Avec eux Gabrielle Chanel grimpe les marches de la société. La « gommeuse » de Beuglant de
Moulins (Allier) devient une femme entretenue, puis, quand elle démarre sa boutique de modiste, une
femme indépendante, vivant de son travail. Cette indépendance, elle la conquiert en moins de dix
années. Le monde de la mode de la Belle Époque permet à quelques femmes d’origine modeste de
faire des fortunes rapides, quand leurs produits sont en phase avec les aspirations du marché.
Madeleine Vionnet et Jeanne Lanvin, qui ont sensiblement le même âge que Gabrielle Chanel, ont au
même moment des origines, des parcours et des réussites similaires. Elsa Schiaparelli, la rivale, est en
revanche issue de milieux aisés. Toutes ces femmes portent le nom de leur père, sont chefs
d’entreprise, et vivent sans maris.
En quatre années de guerre, Gabrielle Chanel gagne de quoi s’offrir une villa à Biarritz et une Rolls
Royce. Pendant l’entre-deux-guerres, sa maison de couture emploie 4.000 ouvrières et livre 28.000
commandes par an. Elle est à cette époque la plus importante maison de couture parisienne. Femme
d’affaires, Gabrielle Chanel est alors dotée d’un réseau d’amis parmi les artistes et les gens du monde.
Visionnaire, elle rompt avec la spécialisation des métiers et construit aussi autour de sa Maison de
couture un univers complet (parfum, joaillerie). Ces faits ici nommés laissent entrapercevoir les
apports possibles d’une histoire économique genrée de la mode et complexifient la vision du possible
pouvoir économique des femmes avant la Deuxième Guerre mondiale.

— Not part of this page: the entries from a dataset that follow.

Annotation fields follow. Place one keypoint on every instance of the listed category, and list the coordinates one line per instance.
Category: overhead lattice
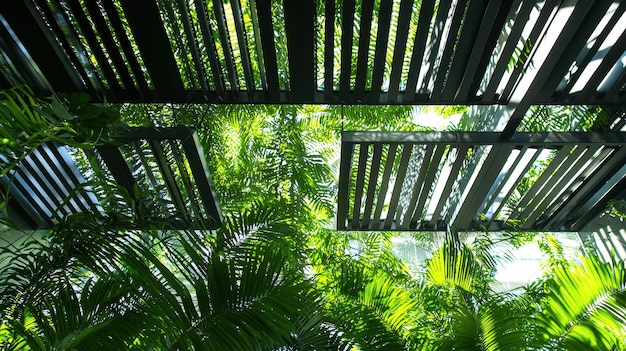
(474, 181)
(158, 174)
(352, 51)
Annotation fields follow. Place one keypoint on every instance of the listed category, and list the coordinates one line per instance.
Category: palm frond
(584, 308)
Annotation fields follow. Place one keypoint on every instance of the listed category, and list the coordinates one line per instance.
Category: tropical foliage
(274, 277)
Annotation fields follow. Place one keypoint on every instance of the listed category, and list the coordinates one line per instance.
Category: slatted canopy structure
(507, 56)
(323, 52)
(160, 174)
(460, 181)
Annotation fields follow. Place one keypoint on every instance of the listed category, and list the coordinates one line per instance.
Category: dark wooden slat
(168, 177)
(434, 41)
(178, 37)
(183, 175)
(69, 177)
(382, 194)
(360, 180)
(613, 93)
(266, 28)
(371, 186)
(124, 42)
(104, 67)
(521, 175)
(589, 186)
(192, 45)
(501, 181)
(557, 191)
(329, 49)
(472, 38)
(52, 19)
(615, 187)
(118, 167)
(380, 54)
(541, 181)
(211, 51)
(509, 48)
(448, 50)
(54, 187)
(402, 34)
(407, 149)
(555, 139)
(586, 56)
(418, 186)
(222, 28)
(346, 49)
(609, 60)
(367, 9)
(22, 192)
(445, 193)
(486, 176)
(569, 43)
(102, 31)
(299, 27)
(35, 177)
(547, 12)
(553, 176)
(578, 43)
(478, 63)
(145, 22)
(345, 170)
(588, 171)
(427, 187)
(19, 69)
(243, 46)
(419, 45)
(44, 50)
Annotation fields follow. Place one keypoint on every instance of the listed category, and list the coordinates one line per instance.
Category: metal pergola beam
(582, 174)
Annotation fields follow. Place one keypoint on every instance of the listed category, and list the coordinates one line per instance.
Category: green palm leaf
(585, 307)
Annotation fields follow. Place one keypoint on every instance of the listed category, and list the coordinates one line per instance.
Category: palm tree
(238, 288)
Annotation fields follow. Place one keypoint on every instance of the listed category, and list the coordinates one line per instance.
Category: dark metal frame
(589, 169)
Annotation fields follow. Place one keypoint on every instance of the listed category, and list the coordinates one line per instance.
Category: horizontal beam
(486, 138)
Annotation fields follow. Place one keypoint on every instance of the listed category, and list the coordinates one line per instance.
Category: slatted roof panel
(462, 181)
(159, 173)
(349, 52)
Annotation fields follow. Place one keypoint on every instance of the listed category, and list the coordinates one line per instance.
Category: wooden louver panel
(328, 52)
(160, 171)
(471, 181)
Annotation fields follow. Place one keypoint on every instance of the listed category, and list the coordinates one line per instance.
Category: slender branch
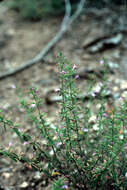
(67, 21)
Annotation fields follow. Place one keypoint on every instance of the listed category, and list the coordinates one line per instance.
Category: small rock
(92, 119)
(6, 175)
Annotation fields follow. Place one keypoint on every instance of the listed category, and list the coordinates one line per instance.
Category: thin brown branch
(67, 21)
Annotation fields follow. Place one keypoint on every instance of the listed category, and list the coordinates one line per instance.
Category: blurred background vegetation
(37, 9)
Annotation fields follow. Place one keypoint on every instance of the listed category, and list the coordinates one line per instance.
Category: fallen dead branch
(67, 21)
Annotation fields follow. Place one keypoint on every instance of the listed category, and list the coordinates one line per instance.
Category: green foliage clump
(81, 151)
(36, 9)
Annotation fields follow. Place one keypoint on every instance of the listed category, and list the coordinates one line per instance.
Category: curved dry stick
(67, 21)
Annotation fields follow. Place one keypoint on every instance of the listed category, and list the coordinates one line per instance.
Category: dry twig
(67, 21)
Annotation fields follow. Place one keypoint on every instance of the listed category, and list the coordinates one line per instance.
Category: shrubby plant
(82, 151)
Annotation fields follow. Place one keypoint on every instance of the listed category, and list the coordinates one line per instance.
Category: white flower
(92, 119)
(95, 127)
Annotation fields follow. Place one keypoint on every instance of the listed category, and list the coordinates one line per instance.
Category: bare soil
(22, 40)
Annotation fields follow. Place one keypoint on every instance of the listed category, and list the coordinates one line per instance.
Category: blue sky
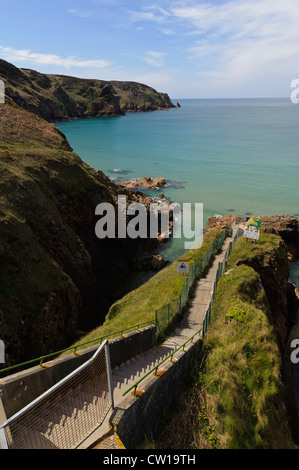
(187, 48)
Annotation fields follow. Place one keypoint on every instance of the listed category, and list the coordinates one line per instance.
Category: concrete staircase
(128, 373)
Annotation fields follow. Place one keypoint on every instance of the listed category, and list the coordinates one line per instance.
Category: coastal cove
(234, 156)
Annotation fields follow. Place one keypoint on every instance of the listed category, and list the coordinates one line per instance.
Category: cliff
(272, 265)
(57, 279)
(59, 97)
(236, 396)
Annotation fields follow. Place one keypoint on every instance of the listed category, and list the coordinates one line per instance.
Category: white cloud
(155, 58)
(81, 14)
(25, 55)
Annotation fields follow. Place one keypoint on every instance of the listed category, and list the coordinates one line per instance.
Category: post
(156, 321)
(107, 354)
(3, 441)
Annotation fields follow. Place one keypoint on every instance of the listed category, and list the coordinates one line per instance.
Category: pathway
(127, 374)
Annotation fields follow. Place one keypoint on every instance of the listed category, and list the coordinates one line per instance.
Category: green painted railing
(155, 369)
(163, 315)
(207, 317)
(74, 348)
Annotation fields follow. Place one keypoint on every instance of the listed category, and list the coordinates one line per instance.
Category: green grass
(139, 306)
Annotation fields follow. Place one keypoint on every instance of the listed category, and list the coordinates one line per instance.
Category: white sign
(251, 233)
(183, 267)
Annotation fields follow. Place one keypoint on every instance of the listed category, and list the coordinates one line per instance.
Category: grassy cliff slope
(235, 396)
(57, 278)
(60, 97)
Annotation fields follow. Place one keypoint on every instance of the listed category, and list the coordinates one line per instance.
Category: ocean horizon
(235, 156)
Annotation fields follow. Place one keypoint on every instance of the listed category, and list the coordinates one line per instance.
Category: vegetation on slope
(234, 398)
(139, 305)
(57, 279)
(59, 97)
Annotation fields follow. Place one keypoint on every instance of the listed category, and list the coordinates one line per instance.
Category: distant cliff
(57, 279)
(59, 97)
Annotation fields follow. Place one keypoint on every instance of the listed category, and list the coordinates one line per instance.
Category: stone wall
(138, 418)
(19, 389)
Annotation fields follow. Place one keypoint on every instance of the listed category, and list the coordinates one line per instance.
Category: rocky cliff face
(57, 279)
(59, 97)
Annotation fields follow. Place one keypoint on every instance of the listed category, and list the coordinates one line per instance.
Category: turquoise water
(234, 156)
(294, 272)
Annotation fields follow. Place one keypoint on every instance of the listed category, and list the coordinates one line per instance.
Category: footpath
(127, 374)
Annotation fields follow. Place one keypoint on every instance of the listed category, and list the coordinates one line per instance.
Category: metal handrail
(46, 356)
(74, 348)
(155, 369)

Les compromissions, la collaboration de Gabrielle Chanel durant l’Occupation sont moins largement
documentées car « le temps a manqué » et « les archives demeuraient en France encore fermées » (p.
223). Jean Lebrun s’appuie ici sur les recherches récentes. Les manœuvres de Gabrielle Chanel pour
déposséder les frères Wertheimer de leur entreprise, utiliser l’aryanisation à son profit, ses amours
avec le baron Gunter von Dincklage, un agent infiltré dans le “monde”, la mission à Madrid en service
commandé par le général allemand Walter Schellenberg sont analysés dans le détail comme ceux
d’une femme du monde manipulés par les Allemands. Le “monde” demeuré en France vit sous
l’Occupation en plantant « d’innombrables paravents pour préserver sa vue des horreurs de la guerre »
(p. 247) et continuer comme avant. Chanel ne fait pas exception.
Tout au long du récit, des photos fonctionnent comme autant de preuves supplémentaires et pour le
lecteur la possibilité de comprendre les gens et les lieux liés à “leur” Gabrielle Chanel, et à Bernard
Costa. Au final, ce livre très maîtrisé ouvre de nombreuses pistes de recherche sur les femmes, la
mode et le sida. Dans la génération disparue des homosexuels contemporains de Bernard Costa,
Michel Boué, par exemple, son alter ego de l’Humanité, foudroyé par le sida deux ans plus tard, au
même âge, mérite une biographie. Tout aussi prometteur, l’étude du monde de la mode comme lieu de
mobilité sociale et professionnelle pour les femmes.